[PATCH V2 3/3] x86, bm: Add documentation on Intel Branch Monitoring

From: Megha Dey
Date: Fri Nov 17 2017 - 20:39:35 EST


This patch adds the Documentation/x86/intel_bm.txt file with some
information about Intel Branch monitoring.

Signed-off-by: Megha Dey <megha.dey@xxxxxxxxxxxxxxx>
---
Documentation/x86/intel_bm.txt | 216 +++++++++++++++++++++++++++++++++++++++++
1 file changed, 216 insertions(+)
create mode 100644 Documentation/x86/intel_bm.txt

diff --git a/Documentation/x86/intel_bm.txt b/Documentation/x86/intel_bm.txt
new file mode 100644
index 0000000..25b7177
--- /dev/null
+++ b/Documentation/x86/intel_bm.txt
@@ -0,0 +1,216 @@
+Intel(R) Branch Monitoring
+
+Copyright (C) 2017 Intel Corporation
+
+Megha Dey <megha.dey@xxxxxxxxx>
+Yu-Cheng Yu <yu-cheng.yu@xxxxxxxxx>
+
+I. Overview
+===========
+
+The Cannonlake family of Intel processors support the branch monitoring
+feature. This feature uses heuristics to detect the occurrence of an ROP
+(Return Oriented Programming) or ROP like(JOP:Jump oriented programming)
+attack. These heuristics are based off certain performance monitoring
+statistics, measured dynamically over a short configurable window period.
+ROP is a malware trend in which the attacker can compromise a return
+pointer held on the stack to redirect execution to a different desired
+instruction.
+
+Support for branch monitoring has been added via Linux kernel perf event
+infrastructure.

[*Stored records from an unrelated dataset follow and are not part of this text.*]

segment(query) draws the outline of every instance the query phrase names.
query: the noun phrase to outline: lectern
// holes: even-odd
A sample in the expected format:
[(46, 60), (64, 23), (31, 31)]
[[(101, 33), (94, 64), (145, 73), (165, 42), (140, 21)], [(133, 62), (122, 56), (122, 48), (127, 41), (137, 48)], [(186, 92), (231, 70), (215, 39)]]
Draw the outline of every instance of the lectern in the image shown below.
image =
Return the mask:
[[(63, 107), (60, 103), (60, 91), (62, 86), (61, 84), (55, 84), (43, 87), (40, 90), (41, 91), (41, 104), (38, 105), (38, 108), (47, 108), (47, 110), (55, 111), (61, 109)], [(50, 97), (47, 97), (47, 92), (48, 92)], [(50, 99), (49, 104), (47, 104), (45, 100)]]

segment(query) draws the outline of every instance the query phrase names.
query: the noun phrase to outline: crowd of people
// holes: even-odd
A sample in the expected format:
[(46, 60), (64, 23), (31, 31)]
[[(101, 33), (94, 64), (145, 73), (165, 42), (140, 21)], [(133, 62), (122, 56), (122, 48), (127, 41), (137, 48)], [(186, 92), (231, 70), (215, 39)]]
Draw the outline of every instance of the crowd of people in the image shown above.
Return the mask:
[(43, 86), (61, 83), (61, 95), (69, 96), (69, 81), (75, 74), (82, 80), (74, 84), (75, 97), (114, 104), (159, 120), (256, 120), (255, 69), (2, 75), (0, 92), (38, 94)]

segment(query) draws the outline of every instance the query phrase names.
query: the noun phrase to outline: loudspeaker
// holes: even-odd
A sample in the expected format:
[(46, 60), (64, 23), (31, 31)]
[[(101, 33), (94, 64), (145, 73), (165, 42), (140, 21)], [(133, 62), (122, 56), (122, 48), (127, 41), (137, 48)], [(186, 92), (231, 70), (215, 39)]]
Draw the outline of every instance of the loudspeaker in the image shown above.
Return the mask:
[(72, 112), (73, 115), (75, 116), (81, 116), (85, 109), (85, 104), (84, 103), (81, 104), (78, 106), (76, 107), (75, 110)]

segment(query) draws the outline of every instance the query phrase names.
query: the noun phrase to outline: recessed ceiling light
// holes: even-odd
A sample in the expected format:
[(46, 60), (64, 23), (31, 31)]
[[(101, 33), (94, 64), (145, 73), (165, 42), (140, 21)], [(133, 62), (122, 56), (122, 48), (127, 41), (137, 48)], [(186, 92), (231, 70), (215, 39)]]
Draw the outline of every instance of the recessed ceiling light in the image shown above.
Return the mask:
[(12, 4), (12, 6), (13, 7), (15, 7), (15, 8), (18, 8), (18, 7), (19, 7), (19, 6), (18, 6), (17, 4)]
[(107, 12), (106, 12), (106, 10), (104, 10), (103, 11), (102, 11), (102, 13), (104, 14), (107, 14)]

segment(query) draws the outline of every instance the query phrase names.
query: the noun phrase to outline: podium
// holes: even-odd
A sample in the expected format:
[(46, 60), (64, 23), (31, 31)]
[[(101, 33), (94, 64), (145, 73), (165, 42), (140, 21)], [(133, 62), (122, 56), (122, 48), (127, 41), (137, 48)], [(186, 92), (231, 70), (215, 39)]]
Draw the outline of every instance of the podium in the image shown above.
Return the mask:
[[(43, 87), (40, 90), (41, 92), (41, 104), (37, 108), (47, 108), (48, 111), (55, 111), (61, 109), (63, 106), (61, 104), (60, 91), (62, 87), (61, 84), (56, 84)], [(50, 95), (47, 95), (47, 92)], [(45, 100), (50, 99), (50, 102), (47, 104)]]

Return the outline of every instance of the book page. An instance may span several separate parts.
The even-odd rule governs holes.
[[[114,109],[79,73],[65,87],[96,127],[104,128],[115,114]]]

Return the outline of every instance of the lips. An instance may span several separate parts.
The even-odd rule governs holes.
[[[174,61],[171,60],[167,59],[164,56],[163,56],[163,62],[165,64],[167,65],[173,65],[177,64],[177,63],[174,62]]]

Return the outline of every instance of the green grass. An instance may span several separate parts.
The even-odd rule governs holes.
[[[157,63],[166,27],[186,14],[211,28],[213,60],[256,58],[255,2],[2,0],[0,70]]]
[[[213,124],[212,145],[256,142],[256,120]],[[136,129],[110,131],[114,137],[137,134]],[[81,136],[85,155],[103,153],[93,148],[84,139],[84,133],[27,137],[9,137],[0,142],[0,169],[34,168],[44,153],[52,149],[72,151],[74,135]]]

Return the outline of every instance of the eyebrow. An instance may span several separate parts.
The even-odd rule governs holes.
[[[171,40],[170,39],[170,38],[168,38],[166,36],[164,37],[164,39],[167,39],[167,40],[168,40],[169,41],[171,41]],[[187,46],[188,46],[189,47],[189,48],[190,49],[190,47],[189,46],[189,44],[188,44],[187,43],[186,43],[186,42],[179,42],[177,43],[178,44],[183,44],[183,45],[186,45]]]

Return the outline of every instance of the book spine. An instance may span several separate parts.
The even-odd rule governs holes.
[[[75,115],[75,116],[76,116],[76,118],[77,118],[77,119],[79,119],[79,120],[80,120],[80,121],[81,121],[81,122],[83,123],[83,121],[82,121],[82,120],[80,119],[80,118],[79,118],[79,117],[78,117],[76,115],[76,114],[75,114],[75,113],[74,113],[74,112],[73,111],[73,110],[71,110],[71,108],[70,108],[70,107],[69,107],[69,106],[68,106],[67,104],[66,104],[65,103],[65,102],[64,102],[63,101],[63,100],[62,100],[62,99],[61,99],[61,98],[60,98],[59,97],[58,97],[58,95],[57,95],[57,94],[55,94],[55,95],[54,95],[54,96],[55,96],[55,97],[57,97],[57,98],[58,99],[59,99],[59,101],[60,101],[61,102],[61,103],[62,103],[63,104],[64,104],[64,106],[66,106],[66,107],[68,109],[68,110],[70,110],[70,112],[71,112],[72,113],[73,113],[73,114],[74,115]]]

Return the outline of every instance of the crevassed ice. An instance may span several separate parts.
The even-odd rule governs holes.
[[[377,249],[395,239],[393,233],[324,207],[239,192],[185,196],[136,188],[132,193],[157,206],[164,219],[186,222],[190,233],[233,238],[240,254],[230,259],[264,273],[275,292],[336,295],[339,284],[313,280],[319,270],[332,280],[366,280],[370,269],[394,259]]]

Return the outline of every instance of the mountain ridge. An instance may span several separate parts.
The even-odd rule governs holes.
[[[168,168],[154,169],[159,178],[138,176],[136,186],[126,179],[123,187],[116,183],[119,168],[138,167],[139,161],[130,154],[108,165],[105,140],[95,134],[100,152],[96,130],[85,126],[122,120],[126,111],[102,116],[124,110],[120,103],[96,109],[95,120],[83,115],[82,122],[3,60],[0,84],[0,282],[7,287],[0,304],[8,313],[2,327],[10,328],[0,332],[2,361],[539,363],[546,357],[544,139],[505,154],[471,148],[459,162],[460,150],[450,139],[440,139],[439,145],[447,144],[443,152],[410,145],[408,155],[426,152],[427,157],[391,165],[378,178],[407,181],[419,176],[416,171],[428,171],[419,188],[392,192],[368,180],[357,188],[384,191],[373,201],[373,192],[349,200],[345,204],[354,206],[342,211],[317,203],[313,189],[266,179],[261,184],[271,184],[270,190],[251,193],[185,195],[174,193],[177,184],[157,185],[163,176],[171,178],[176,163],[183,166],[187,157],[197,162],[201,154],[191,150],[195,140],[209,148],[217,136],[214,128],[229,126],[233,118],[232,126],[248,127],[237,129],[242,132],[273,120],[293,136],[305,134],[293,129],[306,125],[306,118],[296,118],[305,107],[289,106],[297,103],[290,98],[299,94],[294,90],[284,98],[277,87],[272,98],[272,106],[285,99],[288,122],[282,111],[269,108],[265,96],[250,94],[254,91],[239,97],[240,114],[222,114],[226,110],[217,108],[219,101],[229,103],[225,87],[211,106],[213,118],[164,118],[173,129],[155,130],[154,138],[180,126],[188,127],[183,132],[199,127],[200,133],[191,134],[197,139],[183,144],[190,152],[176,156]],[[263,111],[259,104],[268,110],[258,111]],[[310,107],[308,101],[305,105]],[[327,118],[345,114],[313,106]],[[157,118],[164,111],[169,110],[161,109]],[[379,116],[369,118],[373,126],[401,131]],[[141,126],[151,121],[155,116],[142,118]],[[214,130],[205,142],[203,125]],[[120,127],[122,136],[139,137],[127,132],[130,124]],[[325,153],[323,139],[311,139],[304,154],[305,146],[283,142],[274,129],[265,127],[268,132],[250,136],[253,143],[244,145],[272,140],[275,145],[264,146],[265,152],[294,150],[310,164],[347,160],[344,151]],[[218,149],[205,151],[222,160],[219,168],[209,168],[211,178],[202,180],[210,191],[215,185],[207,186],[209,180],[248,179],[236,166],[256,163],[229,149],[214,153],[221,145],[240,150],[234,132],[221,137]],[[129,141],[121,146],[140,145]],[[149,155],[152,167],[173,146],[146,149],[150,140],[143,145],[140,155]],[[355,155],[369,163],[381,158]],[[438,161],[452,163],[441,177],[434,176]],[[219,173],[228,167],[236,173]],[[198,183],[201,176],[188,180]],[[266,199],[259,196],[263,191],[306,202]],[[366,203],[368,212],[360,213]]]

This feature is enabled by CONFIG_PERF_EVENTS_INTEL_BM.
+
+Once the kernel is compiled with CONFIG_PERF_EVENTS_INTEL_BM=y on a
+Cannonlake system, the following perf events are added which can be viewed
+with perf list:
+ intel_bm/branch-misp/ [Kernel PMU event]

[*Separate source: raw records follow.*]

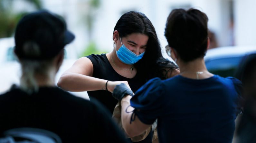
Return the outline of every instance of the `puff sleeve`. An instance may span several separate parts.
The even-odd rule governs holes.
[[[134,114],[144,123],[152,124],[164,110],[164,93],[162,81],[158,77],[149,81],[135,92],[131,99]]]

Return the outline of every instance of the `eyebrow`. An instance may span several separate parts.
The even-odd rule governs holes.
[[[134,42],[133,41],[128,41],[127,42],[129,42],[129,43],[132,43],[133,44],[134,44],[135,45],[138,45],[136,43]],[[143,45],[143,46],[141,46],[141,47],[147,47],[147,45]]]

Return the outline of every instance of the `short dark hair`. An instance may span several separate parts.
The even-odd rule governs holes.
[[[206,14],[191,8],[175,9],[168,16],[165,36],[169,46],[184,61],[203,58],[207,50],[208,38]]]
[[[14,50],[20,59],[51,59],[74,38],[61,17],[47,11],[39,11],[20,20],[15,31]],[[37,50],[33,50],[35,49]]]

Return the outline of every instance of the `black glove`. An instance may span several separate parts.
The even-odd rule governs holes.
[[[133,96],[132,91],[126,84],[122,83],[116,86],[114,89],[112,96],[119,101],[121,101],[124,96],[127,94]]]

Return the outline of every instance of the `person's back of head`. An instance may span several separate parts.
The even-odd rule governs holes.
[[[173,10],[168,17],[165,35],[169,45],[185,62],[203,58],[208,39],[208,18],[200,11]]]
[[[63,60],[64,46],[74,36],[67,30],[65,21],[60,17],[41,11],[21,20],[14,38],[14,52],[22,70],[21,87],[31,93],[38,88],[36,76],[54,78]]]

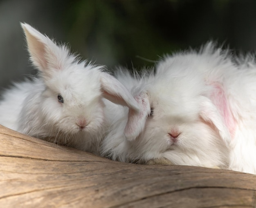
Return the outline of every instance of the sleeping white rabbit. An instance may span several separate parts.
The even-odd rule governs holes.
[[[28,24],[21,26],[39,73],[4,92],[0,124],[97,153],[109,125],[103,98],[135,111],[137,103],[104,67],[80,61],[65,45],[57,45]]]
[[[126,112],[113,121],[102,155],[256,174],[253,56],[238,59],[209,42],[199,52],[167,56],[155,73],[148,73],[141,78],[118,72],[142,110],[138,114],[122,108]]]
[[[228,168],[230,133],[210,99],[215,90],[206,84],[203,69],[232,64],[205,58],[204,53],[167,57],[155,73],[143,72],[142,78],[119,70],[118,79],[132,92],[141,110],[120,107],[103,141],[102,155],[122,162],[162,158],[174,164]]]

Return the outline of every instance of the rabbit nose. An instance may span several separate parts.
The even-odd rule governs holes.
[[[172,131],[170,133],[168,133],[168,134],[169,134],[170,138],[173,142],[175,143],[178,141],[178,137],[180,134],[180,132],[179,131]]]
[[[76,124],[79,127],[80,129],[82,130],[87,125],[87,123],[85,119],[81,119],[76,122]]]

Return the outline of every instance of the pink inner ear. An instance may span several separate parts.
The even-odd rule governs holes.
[[[214,83],[211,85],[214,87],[214,90],[211,95],[211,99],[220,111],[231,138],[233,138],[236,128],[236,122],[230,109],[225,92],[220,84]]]

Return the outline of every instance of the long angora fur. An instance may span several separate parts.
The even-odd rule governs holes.
[[[166,56],[155,73],[120,69],[118,79],[141,111],[119,107],[102,155],[256,173],[256,63],[250,57],[232,57],[209,42]]]
[[[97,153],[109,125],[103,98],[137,110],[136,101],[103,66],[80,61],[65,45],[21,26],[38,74],[3,92],[0,124]]]

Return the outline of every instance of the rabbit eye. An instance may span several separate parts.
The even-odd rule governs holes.
[[[64,103],[64,99],[63,99],[63,97],[60,94],[58,94],[58,101],[60,103]]]
[[[150,114],[149,115],[149,116],[150,117],[153,117],[153,115],[154,115],[154,108],[153,108],[153,107],[151,107],[150,109]]]

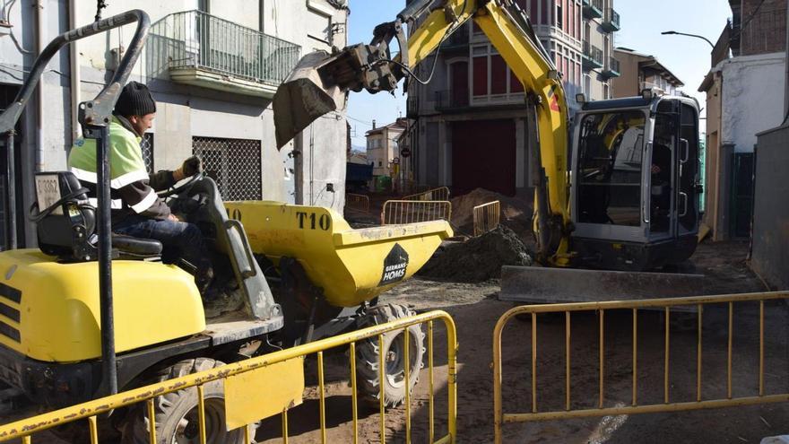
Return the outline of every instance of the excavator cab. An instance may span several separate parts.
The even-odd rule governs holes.
[[[698,105],[645,91],[584,104],[573,128],[572,243],[588,266],[681,262],[698,233]]]

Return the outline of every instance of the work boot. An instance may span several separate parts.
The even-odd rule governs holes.
[[[195,274],[195,284],[197,285],[200,294],[205,294],[212,282],[213,268],[211,266],[201,267]]]

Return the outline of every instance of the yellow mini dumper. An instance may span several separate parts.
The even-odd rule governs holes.
[[[213,180],[195,176],[162,196],[171,197],[174,213],[200,227],[216,270],[225,271],[218,277],[241,296],[238,309],[212,318],[188,265],[162,264],[156,240],[111,235],[107,123],[144,44],[149,19],[142,11],[53,40],[0,115],[6,146],[13,146],[13,128],[54,54],[73,39],[134,22],[114,78],[80,107],[85,136],[97,140],[98,208],[70,172],[37,173],[30,218],[39,248],[0,253],[0,379],[56,408],[412,314],[396,304],[377,306],[377,297],[413,274],[452,235],[446,222],[351,230],[325,208],[225,204]],[[269,282],[277,283],[275,292]],[[403,380],[404,335],[388,334],[384,350],[372,342],[358,345],[360,387],[368,399],[378,396],[378,353],[386,358],[386,405],[399,404],[416,383],[424,334],[411,328],[409,381]],[[205,386],[207,441],[244,442],[243,430],[226,431],[223,396],[221,384]],[[189,390],[160,396],[159,442],[196,440],[196,406]],[[113,414],[124,442],[148,442],[145,414],[142,408]],[[82,431],[57,431],[81,440]]]

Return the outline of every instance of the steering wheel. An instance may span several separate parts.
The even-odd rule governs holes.
[[[189,179],[186,180],[185,184],[179,185],[178,187],[171,187],[164,191],[159,191],[156,193],[156,195],[159,196],[160,198],[165,199],[167,197],[169,197],[170,196],[181,194],[182,192],[186,191],[194,187],[195,184],[199,182],[204,176],[204,174],[203,172],[195,173],[194,176],[189,178]]]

+ intel_bm/call-ret/ [Kernel PMU event]
+ intel_bm/far-branch/ [Kernel PMU event]
+ intel_bm/indirect-branch-misp/ [Kernel PMU event]

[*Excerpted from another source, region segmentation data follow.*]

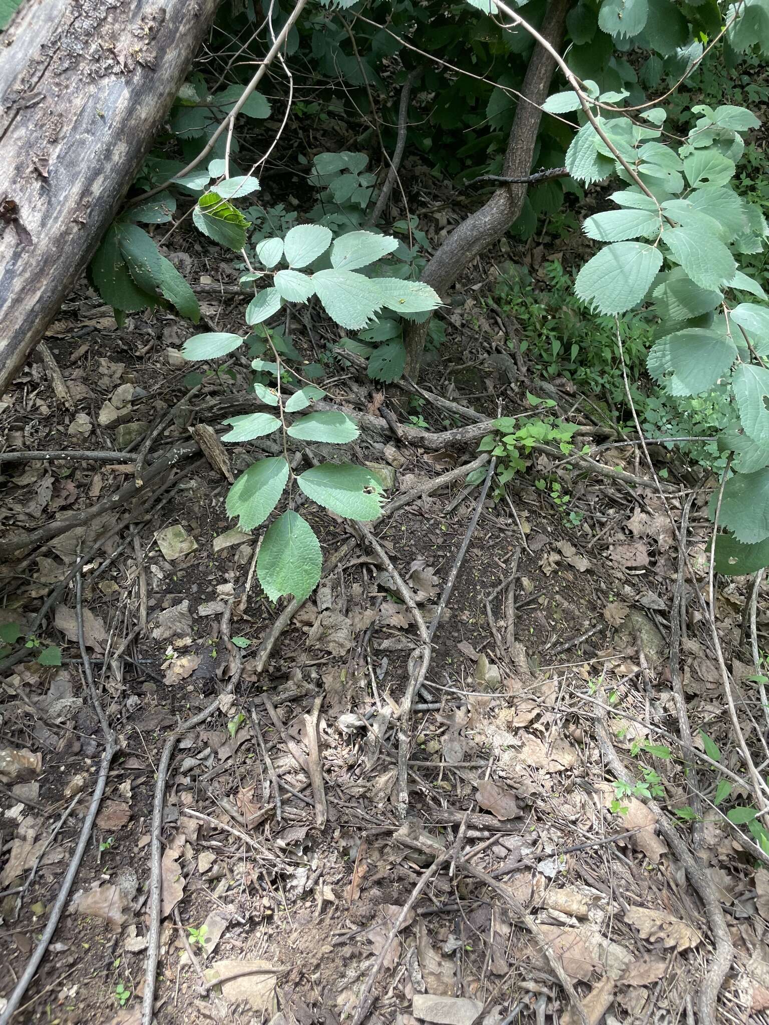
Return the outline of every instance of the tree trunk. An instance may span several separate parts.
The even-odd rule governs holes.
[[[566,12],[570,0],[552,0],[540,32],[556,48],[563,37]],[[537,43],[529,59],[521,92],[525,99],[518,100],[513,127],[508,139],[502,175],[525,177],[531,170],[534,146],[542,113],[539,110],[548,98],[550,83],[556,63]],[[497,189],[491,199],[467,217],[449,235],[424,268],[420,280],[432,285],[445,300],[448,290],[462,271],[480,253],[500,239],[519,217],[526,198],[527,186],[508,184]],[[406,374],[412,380],[419,373],[428,324],[409,323],[406,326]]]
[[[218,0],[27,0],[0,36],[0,396],[112,220]]]

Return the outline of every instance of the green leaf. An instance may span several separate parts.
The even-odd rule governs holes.
[[[666,229],[662,241],[700,288],[717,289],[734,277],[734,257],[723,242],[695,228]]]
[[[714,805],[718,807],[719,805],[723,804],[731,792],[732,792],[732,784],[729,782],[728,779],[723,779],[722,777],[718,782],[718,786],[716,787],[716,796],[713,798]]]
[[[62,649],[57,644],[49,644],[40,652],[37,661],[40,665],[60,665]]]
[[[343,445],[355,441],[360,434],[358,424],[345,413],[308,413],[294,420],[287,434],[291,438],[299,438],[306,442],[331,442]]]
[[[734,177],[734,162],[718,150],[695,150],[684,160],[684,174],[692,189],[716,189]]]
[[[754,544],[743,544],[731,534],[716,537],[717,573],[724,576],[746,576],[769,566],[769,538]]]
[[[350,232],[336,239],[331,247],[331,266],[336,271],[356,271],[394,252],[398,245],[398,240],[390,235]]]
[[[215,192],[206,193],[193,210],[193,222],[198,231],[220,246],[239,252],[246,244],[249,221],[232,203]]]
[[[243,95],[243,88],[242,85],[229,85],[211,97],[211,105],[227,111],[229,114]],[[245,114],[247,118],[269,118],[270,111],[271,107],[267,98],[255,90],[240,109],[240,113]]]
[[[577,275],[574,291],[595,312],[623,314],[649,290],[662,254],[642,242],[615,242],[588,260]]]
[[[732,387],[744,433],[754,441],[769,444],[769,370],[740,363],[732,374]]]
[[[227,331],[207,331],[188,338],[181,346],[181,355],[186,360],[215,360],[219,356],[232,353],[243,339],[239,334]]]
[[[714,493],[711,519],[716,512],[717,498]],[[729,478],[721,499],[719,526],[726,527],[743,544],[755,544],[769,537],[769,469]]]
[[[590,123],[582,125],[571,140],[566,151],[566,169],[576,181],[590,186],[594,181],[603,181],[614,172],[614,161],[598,152],[599,141]]]
[[[692,320],[715,310],[723,300],[721,292],[695,285],[680,266],[671,271],[652,295],[663,321]]]
[[[277,288],[262,288],[257,292],[246,309],[246,324],[253,326],[269,320],[283,305],[283,299]]]
[[[569,114],[571,111],[581,110],[581,107],[579,96],[573,89],[569,89],[568,92],[554,92],[542,104],[542,110],[548,114]]]
[[[222,199],[243,199],[261,187],[258,178],[251,177],[250,174],[238,174],[233,178],[222,178],[215,188],[216,194]]]
[[[714,762],[721,761],[721,751],[719,750],[719,745],[715,740],[712,740],[704,730],[699,731],[699,736],[702,740],[702,746],[704,747],[705,754],[709,758],[713,758]]]
[[[375,520],[380,514],[381,481],[364,466],[321,463],[306,469],[296,483],[313,501],[351,520]]]
[[[316,399],[322,399],[326,393],[322,387],[316,387],[315,384],[306,384],[300,392],[294,392],[291,398],[286,403],[287,413],[297,413],[300,409],[307,409],[311,402]]]
[[[289,302],[307,302],[315,294],[313,279],[298,271],[278,271],[273,280],[278,293]]]
[[[275,266],[283,255],[283,239],[262,239],[257,242],[256,255],[266,268]]]
[[[730,320],[744,328],[759,356],[769,356],[769,310],[755,302],[740,302],[729,314]]]
[[[231,416],[221,422],[231,424],[231,429],[221,436],[222,442],[250,442],[254,438],[271,435],[280,426],[280,420],[272,413],[246,413],[245,416]]]
[[[377,345],[368,361],[368,376],[388,384],[397,381],[406,368],[406,346],[400,338]]]
[[[287,480],[288,463],[282,456],[252,463],[228,492],[228,516],[239,518],[241,530],[258,527],[278,504]]]
[[[173,218],[176,200],[169,192],[158,193],[126,211],[129,220],[140,220],[145,224],[165,224]]]
[[[639,235],[653,238],[659,229],[659,214],[646,210],[609,210],[588,217],[582,224],[588,238],[597,242],[622,242]]]
[[[735,826],[742,826],[746,822],[752,822],[758,813],[755,808],[744,808],[737,807],[731,808],[727,813],[726,817]]]
[[[0,623],[0,641],[3,644],[15,644],[23,633],[18,623]]]
[[[283,251],[289,266],[307,266],[318,259],[331,245],[331,232],[321,224],[297,224],[283,240]]]
[[[323,556],[309,523],[288,509],[268,529],[256,576],[271,602],[293,594],[302,602],[320,580]]]
[[[643,32],[648,16],[647,0],[604,0],[598,24],[610,36],[630,39]]]
[[[673,395],[699,395],[728,374],[737,347],[727,334],[711,328],[685,328],[660,338],[652,346],[647,368],[657,381],[667,379]]]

+ intel_bm/ret-misp/ [Kernel PMU event]
+ intel_bm/rets/ [Kernel PMU event]
+
+II. Hardware details
+====================
+
+The MSRs associated with branch monitoring are as follows:
+
+1. BR_DETECT_CTRL : Branch Monitoring Global control
+ Used for enabling and configuring global capability
+
+2. BR_DETECT_STATUS : Branch Monitoring Global Status
+ Used by SW handler for determining detect status
+
+3. BR_DETECT_COUNTER_CONFIG_i : Branch Monitoring Counter Configuration
+ Per-cpu branch monitoring counter Configuration
+
+There are 2 8-bit counters that each can select between one of the
+following 6 events:
+
+1. RET instructions: Counts the number of near return instructions retired
+
+2. CALL-RET instructions: Counts the difference between the number of near
+ return and call instructions retired
+
+3. RET mispredicts: Mispredicted return instructions retired
+
+4. Branch (all) mispredicts: Counts the number of mispredicted branches
+
+5. Indirect branch mispredicts: Counts the number of mispredicted indirect
+ near branch instructions. Includes indirect near jump/call instructions
+
+6. Far branch instructions: Counts the number of far branches retired
+
+Branch Monitoring hardware utilizes various existing performance related
+counter events. Of the 6 events above, only call-ret is newly implemented.
+
+The events are evaluated over a specified 10-bit instruction window size
+(0 to 1023). For each counter, a threshold value (0 to 127) can be
+configured to set a point at which an interrupt is generated and a
+detection event action is taken (determined by user-space). This can take
+the form of signaling an interrupt and/or freezing the state of the last
+branch record information.
+
+The event counters are reset after every 'window size' instructions by the
+hardware.
+
+The feature is for user mode (privilege level > 0) operation only, which is
+the known malware security threat target environment. While in supervisor
+mode, this heuristic detection counter activity is suspended. This behavior
+(user mode) is independent of root vs. non-root with respect to
+virtualization technology execution.
+
+III. Software Implementation
+============================
+
+A perf-based kernel driver has been used to monitor the occurrence of
+one of the 6 branch monitoring events.
+
+If an branch monitoring interrupt is generated, the interrupt bit is set
+which is cleared by interrupt handler and the event counters are reset.
+
+The entire system can monitor a maximum of 2 events at any given time.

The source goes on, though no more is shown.